For instance, Washington provided thousands of hand-held devices meant to detect
radiation, and planned to spend a total of $570 million to install small and
large radiation detectors, according to recent government reports. In short, the
threat seemed to recede.
“People said, ‘Hey, the situation’s improved,’ ” said William C. Potter, a
leading authority on nuclear smuggling at the Monterey Institute of
International Studies in California. The seizures in Georgia, he said, suggest
something else: that the trade may simply “have gone under the radar.”
The smuggler in the first case, an Armenian named Garik Dadayan, was arrested on
June 26, 2003, at Sadakhlo, a muddy village where Georgia meets Armenia and
Azerbaijan. With Armenia and Azerbaijan at war over territory, the village had
become neutral ground for the trading of tea and cognac, illicit caviar, cheap
light bulbs and smuggled gasoline.
When apprehended, Mr. Dadayan, who described himself simply as a businessman,
was carrying a tea box that held 170 grams, about seven ounces, of highly
enriched uranium. According to the Georgian officials, he said the uranium had
come from Novosibirsk, in Siberia, the site of a major Russian nuclear complex
that processes vast quantities of highly enriched uranium.
Mr. Pavlenishvili, the Georgian investigator, said the Russian intelligence
agency confirmed that before his trip into Georgia, Mr. Dadayan had twice
traveled by railroad from Moscow to Novosibirsk.
The smuggler told the authorities that he intended to sell the material to a
Turkish middleman named Teimur Sadik; its ultimate destination, he said Mr.
Sadik had told him, was “a Muslim man.”
Mr. Dadayan was handed over to the Armenian government, tried and sentenced to
two and a half years in prison. Mr. Sadik, Georgian authorities say, is now in
custody of the Turkish secret services.
Since that episode, the United States has spent millions of dollars to help the
Georgians strengthen nuclear security, especially along the borders.

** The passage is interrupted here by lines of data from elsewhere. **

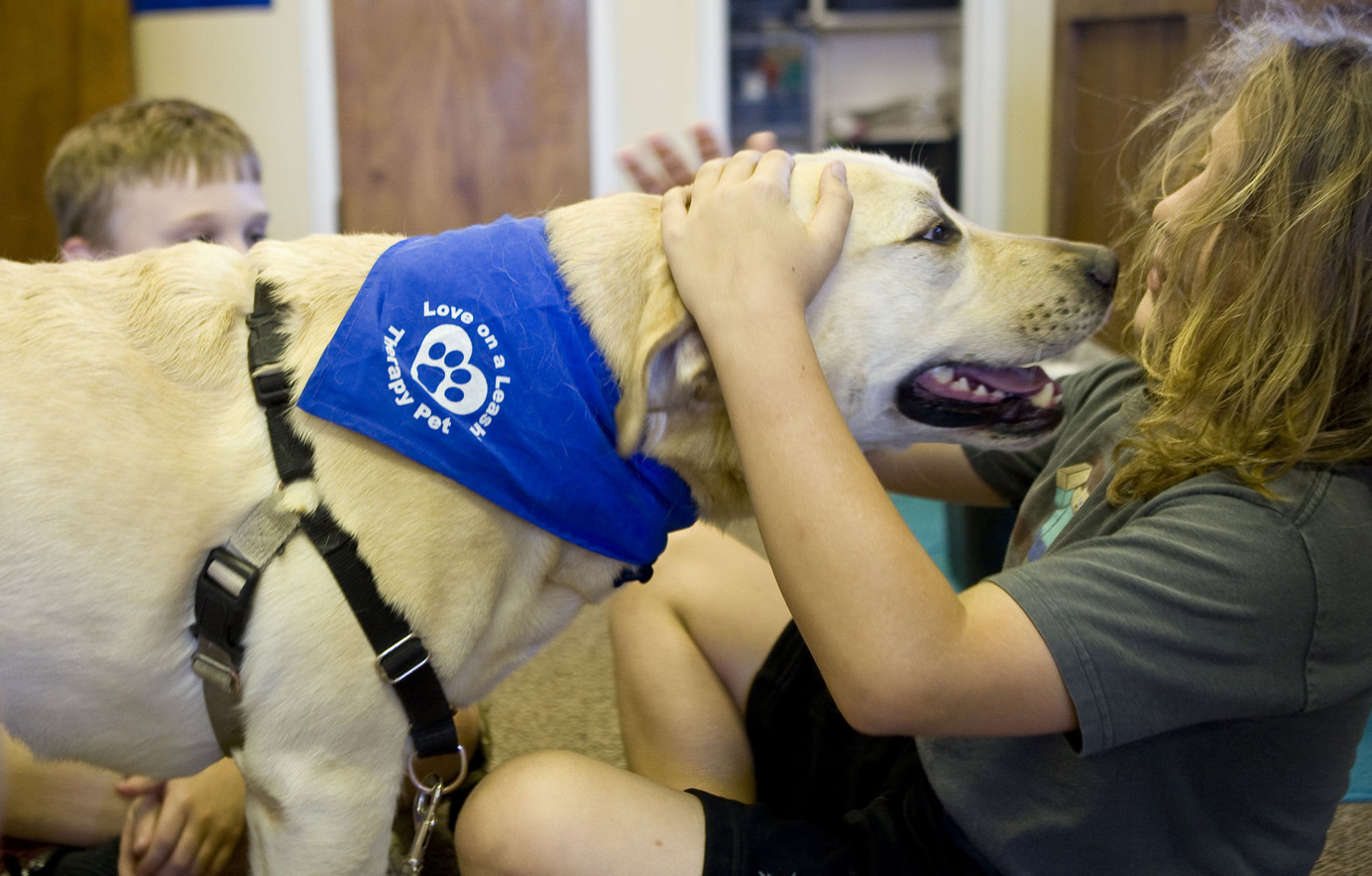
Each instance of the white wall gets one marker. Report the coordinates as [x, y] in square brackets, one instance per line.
[1028, 117]
[656, 65]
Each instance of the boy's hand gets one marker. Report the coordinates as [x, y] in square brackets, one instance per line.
[183, 827]
[674, 169]
[738, 253]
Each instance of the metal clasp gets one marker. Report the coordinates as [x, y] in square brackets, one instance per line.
[406, 647]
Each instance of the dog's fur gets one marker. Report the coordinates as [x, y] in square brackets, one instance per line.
[130, 444]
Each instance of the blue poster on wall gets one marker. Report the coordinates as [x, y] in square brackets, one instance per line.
[159, 6]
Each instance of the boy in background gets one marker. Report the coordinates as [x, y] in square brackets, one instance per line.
[138, 176]
[152, 174]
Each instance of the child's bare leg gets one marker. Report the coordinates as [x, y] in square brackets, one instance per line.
[686, 649]
[556, 814]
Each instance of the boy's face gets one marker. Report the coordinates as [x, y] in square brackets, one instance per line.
[149, 214]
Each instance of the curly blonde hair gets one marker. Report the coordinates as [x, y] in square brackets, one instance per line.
[155, 140]
[1258, 354]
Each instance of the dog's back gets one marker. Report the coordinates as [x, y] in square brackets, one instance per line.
[125, 399]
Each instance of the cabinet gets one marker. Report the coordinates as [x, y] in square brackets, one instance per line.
[870, 75]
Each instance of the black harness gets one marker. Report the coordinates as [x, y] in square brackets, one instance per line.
[228, 580]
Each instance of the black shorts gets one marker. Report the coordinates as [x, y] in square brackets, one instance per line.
[832, 802]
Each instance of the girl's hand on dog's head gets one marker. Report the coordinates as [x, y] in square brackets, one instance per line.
[738, 253]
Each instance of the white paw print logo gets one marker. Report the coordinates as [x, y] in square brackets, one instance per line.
[443, 368]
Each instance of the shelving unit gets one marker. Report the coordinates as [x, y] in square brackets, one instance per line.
[873, 75]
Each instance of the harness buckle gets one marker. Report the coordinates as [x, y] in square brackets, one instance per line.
[216, 672]
[401, 660]
[222, 590]
[270, 384]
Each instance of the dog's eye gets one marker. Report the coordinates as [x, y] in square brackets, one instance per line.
[939, 233]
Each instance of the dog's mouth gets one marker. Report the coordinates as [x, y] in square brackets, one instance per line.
[958, 395]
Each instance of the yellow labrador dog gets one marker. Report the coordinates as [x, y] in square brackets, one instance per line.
[130, 444]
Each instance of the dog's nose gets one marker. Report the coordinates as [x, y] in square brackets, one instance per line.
[1101, 265]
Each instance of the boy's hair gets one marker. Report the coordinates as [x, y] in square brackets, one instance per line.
[154, 140]
[1260, 353]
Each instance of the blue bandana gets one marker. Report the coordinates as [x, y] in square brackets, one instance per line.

Two years later, Georgian authorities learned that highly enriched uranium was
again being offered for sale, this time in South Ossetia, a rugged and beautiful
land no bigger than Long Island, with few border controls on either the Russian
or Georgian side. People and contraband move freely through its fields and along
its mountain roads. The United States says it has discovered counterfeit $100
bills traceable to South Ossetia circulating in at least four American cities.
The man trying to sell the uranium, Georgian officials say, was Oleg Khinsagov,
a shabbily dressed 50-year-old trader who specialized in fish and sausages.
Eventually he came into contact with four Georgians who were already under
government surveillance. The four men went to North Ossetia, a neighboring
region within Russia, and arranged to smuggle the uranium into Georgia. It was
at that point that the Georgian authorities set their trap.
They arranged for a Georgian operative who speaks fluent Turkish to meet with
the middlemen and tell them he represented a Muslim man from “a serious
organization.” Mr. Khinsagov and several of his cohort entered Georgia in late
January 2006, and on Feb. 1 they were arrested in a two-room apartment on the
eighth floor of a crumbling Soviet-style building in a lower-class district of
Tbilisi.
“We got that 100 grams and put it into a box and were very afraid,” said Mr.
Merabishvili, the interior minister. Where the smuggler got the uranium and
whether he actually had more remains unclear.
The Georgians called for help from American diplomats, who sent in experts from
the Federal Bureau of Investigation and the Department of Energy, American
officials say. Mr. Merabishvili said the Americans shocked them by taking the
uranium and simply putting it “in their pocket.” Uranium in that form emits
little radiation and presents little or no danger to its handlers.
When it was analyzed at the Energy Department’s laboratory in the Pacific
Northwest, it was found to have a U-235 purity of 89.451 percent, “suitable for
certain types of research reactors, as a source material for medical isotope
production, and for military purposes including nuclear weapons.”